Протянула замерзшую руку над грязной водой и не почувствовала ничего, что указывало бы на силовую активность. Слабую надежду погасил очередной порыв ветра. Она смотрела на тусклую воду и думала, будет ли это последнее, увиденное ей в этой жизни. Согнувшись в три погибели в тщетной попытке сохранить хоть немного тепла, она уставилась на странный бассейн. Что-то не давало воде замерзнуть.
Мина с трудом распрямилась и шагнула в лужу. Вода была очень холодной, но все-таки не такой, какой должна бы быть. «Идиотка! — подумала она. — Мало застрять на леднике, так теперь ты еще и мокрая!»
Она улыбнулась этой мысли, откинула голову и рассмеялась в голос. Никакой радости в ее смехе не было, скорее, она теряла сознание от холода. Где-то она про такое читала… в каком-то журнале? Или в книге? Казалось очень важным вспомнить источник. «Что я делаю?»
Стоя в ледяной воде, Вильгельмина подняла трясущийся кулак верх. Сначала ничего не происходило, но, поскольку лучшего плана у нее не было, она решила, что будет стоять так до последнего вздоха. Наверное, это недолго…
Дрожа от холода, расползающегося по всему телу, со смёрзшимися веками, Вильгельмина тратила все силы на то, чтобы держаться прямо. Серо-белый мир вокруг нее стал туманным и неясным. Онемение быстро поднималось вверх от ступней к бедрам. Сознание ускользало, но каким-то чудом она все еще стояла. Мир вокруг померк, и она все глубже погружалась в ледяную воду.
Ее удивило то, что движение вниз не прекратилось. Она продолжала погружаться сквозь лед, глубже и глубже. В замешательстве Вильгельмина представила, что под ней открылась расщелина, поглотила ее и теперь несет в ледяную пещеру, которая и станет ее могилой.
Ледяные стены скользили мимо, подталкивая ее, но почти не задевая сознания. И только когда ее бесчувственные ноги коснулись дна, на краткий миг вокруг резко потемнело, а затем она упала, ударившись так сильно, что пришла в себя.
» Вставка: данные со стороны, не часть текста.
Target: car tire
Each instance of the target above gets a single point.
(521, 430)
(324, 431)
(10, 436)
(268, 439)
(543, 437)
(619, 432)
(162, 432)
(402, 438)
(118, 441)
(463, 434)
Она приземлилась на камни и некоторое время лежала там, где упала. Любопытно, но здесь казалось теплее, и свет был ярче. Наверное, каждый замерзающий перед тем как впасть в окончательное беспамятство представлял себе тепло и свет… Но и то, и другое не исчезали, так что она просто полежала, отогреваясь. Лишь минуту спустя она сообразила, что солнечный свет, обжигающий кожу, не был галлюцинацией, вызванной умирающим мозгом.
Тогда она открыла глаза. Перед ней тянулся знакомый двойной ряд сфинксов, стоявших вдоль аллеи с выщербленным каменным покрытием: Египет.
Шок быстро сменился волной облегчения. Она перевернулась на спину, посмотрела в яркое, пустое голубое небо и произнесла про себя: «я у Тебя в долгу. Не забуду».
Мина лежала до тех пор, пока, наконец, не почувствовала себя в силах встать и подумать, что делать дальше. До Нила было еще довольно далеко, между ними лежала пустыня. Однако, если повезет, она сможет добраться до деревушки на берегу реки уже к сумеркам. Она встала и, спотыкаясь, пошла по аллее. Когда она проходила мимо очередного присевшего на пьедестале сфинкса, ей в голову пришла идея: раз уж она в Египте, возможно, удастся найти Томаса Юнга. Он уже помогал ей раньше, а некоторая помощь ей сейчас очень не помешала бы.